Il 26 agosto 1979, la Marmolada ha ricevuto il memorabile omaggio di Papa Giovanni II, venuto in visita a Punta Rocca, in una giornata di bufera, per la benedizione della statua della Vergine.
Nonostante il brutto tempo, tra il Santo Padre e la Marmolada, fu subito amore e per gli abitanti della zona una data importante, in quanto da quel giorno dovettero conservare un segreto, che ancora pochi sanno: Papa Giovanni II spesso giungeva a Malga Ciapèla in incognito, saliva, con la complicità della gente locale, in funivia fino in vetta, per farsi una sciata e spesso non era solo ma si dava appuntamento con l’ex Presidente della Repubblica Sandro Pertini per sciare assieme, il tutto senza che nessuno sapesse nulla!
Fin pochi anni fa in ghiacciaio si poteva praticare lo sci estivo (io ho imparato a sciare la!) oggi la pratica è stata definitivamente abbandonata e con essa anche i piloni degli impianti di risalita.
Per gli appassionati, durante l’inverno, dalla cima della Marmolada, parte la pista “via dei bellunesi” che in dodici chilometri porta fin Malga Ciapèla, era la sede della famosa gara “direttissima della Marmolada”, praticata dal 1934, fino al 1950 anno in cui vinse Zeno Colò, col tempo di due minuti, cinquantaquattro secondi!

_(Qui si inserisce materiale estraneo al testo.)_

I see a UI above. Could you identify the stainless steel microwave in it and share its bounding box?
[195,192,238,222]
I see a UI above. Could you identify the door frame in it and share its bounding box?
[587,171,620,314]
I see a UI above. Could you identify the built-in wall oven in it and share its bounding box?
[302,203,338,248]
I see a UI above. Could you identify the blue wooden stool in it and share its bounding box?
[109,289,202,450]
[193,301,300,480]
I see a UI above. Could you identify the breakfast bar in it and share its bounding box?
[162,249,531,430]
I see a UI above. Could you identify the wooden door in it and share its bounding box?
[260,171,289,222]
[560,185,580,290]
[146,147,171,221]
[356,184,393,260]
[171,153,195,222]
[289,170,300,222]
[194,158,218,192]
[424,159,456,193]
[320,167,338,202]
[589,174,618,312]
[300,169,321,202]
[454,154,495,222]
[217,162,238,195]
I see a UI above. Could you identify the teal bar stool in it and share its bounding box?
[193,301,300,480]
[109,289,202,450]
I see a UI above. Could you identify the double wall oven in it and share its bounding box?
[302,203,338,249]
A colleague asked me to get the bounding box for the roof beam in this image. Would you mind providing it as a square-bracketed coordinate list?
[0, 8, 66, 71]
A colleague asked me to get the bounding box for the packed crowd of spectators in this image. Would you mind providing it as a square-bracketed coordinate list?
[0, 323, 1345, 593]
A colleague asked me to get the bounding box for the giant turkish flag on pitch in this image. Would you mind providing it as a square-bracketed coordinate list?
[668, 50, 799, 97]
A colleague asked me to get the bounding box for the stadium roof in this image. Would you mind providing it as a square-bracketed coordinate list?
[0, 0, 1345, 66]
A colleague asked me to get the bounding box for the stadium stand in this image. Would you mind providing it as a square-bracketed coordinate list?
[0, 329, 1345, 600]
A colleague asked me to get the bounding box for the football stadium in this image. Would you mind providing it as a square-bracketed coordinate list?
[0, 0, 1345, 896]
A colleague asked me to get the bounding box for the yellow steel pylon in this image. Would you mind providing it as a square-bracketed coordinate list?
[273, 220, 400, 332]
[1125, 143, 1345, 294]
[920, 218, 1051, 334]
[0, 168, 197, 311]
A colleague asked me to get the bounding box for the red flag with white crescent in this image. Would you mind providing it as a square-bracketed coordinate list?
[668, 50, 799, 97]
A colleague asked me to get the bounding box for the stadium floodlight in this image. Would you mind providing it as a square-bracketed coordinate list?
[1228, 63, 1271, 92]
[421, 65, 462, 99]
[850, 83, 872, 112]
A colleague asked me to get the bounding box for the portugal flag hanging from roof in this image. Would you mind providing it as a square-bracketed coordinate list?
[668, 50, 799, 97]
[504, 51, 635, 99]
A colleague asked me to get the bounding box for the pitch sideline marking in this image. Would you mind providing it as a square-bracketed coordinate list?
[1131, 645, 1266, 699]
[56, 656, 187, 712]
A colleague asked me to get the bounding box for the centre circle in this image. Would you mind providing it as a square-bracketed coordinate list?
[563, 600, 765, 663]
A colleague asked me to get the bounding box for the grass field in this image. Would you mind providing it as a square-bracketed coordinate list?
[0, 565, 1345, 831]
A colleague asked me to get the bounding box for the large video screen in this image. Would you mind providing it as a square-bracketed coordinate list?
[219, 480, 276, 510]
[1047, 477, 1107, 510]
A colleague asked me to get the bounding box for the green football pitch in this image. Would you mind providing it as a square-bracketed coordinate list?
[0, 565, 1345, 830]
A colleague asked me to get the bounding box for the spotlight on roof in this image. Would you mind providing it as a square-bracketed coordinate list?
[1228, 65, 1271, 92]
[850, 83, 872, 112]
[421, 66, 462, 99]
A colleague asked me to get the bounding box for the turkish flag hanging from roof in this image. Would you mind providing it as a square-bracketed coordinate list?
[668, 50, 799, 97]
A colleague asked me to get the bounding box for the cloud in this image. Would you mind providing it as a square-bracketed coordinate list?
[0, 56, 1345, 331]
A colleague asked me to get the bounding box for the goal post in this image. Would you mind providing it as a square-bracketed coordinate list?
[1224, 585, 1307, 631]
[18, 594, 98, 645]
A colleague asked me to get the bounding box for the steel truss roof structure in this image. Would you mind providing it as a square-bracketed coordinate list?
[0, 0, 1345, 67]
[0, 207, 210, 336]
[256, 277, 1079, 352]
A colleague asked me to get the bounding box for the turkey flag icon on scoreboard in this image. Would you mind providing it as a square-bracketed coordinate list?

La Marmolada, durante il periodo invernale, è collegata tramite Passo Padon ai Monti Alti di Ornella, e, ancora più a nord, al comprensorio sciistico Arabba- Porta Vescovo.
Durante il periodo estivo non mancano le passeggiate, una in particolare merita un rapido cenno, infatti partendo da Malga Ciapela in poco meno di 2 ore si arriva in val Ombretta, da dove si può ammirare la famosa parete sud, meta ambita di ogni alpinista con la famosa placca del Pesce dove è stata tracciata la via “Fantasia2 con difficoltà continue di settimo e ottavo grado.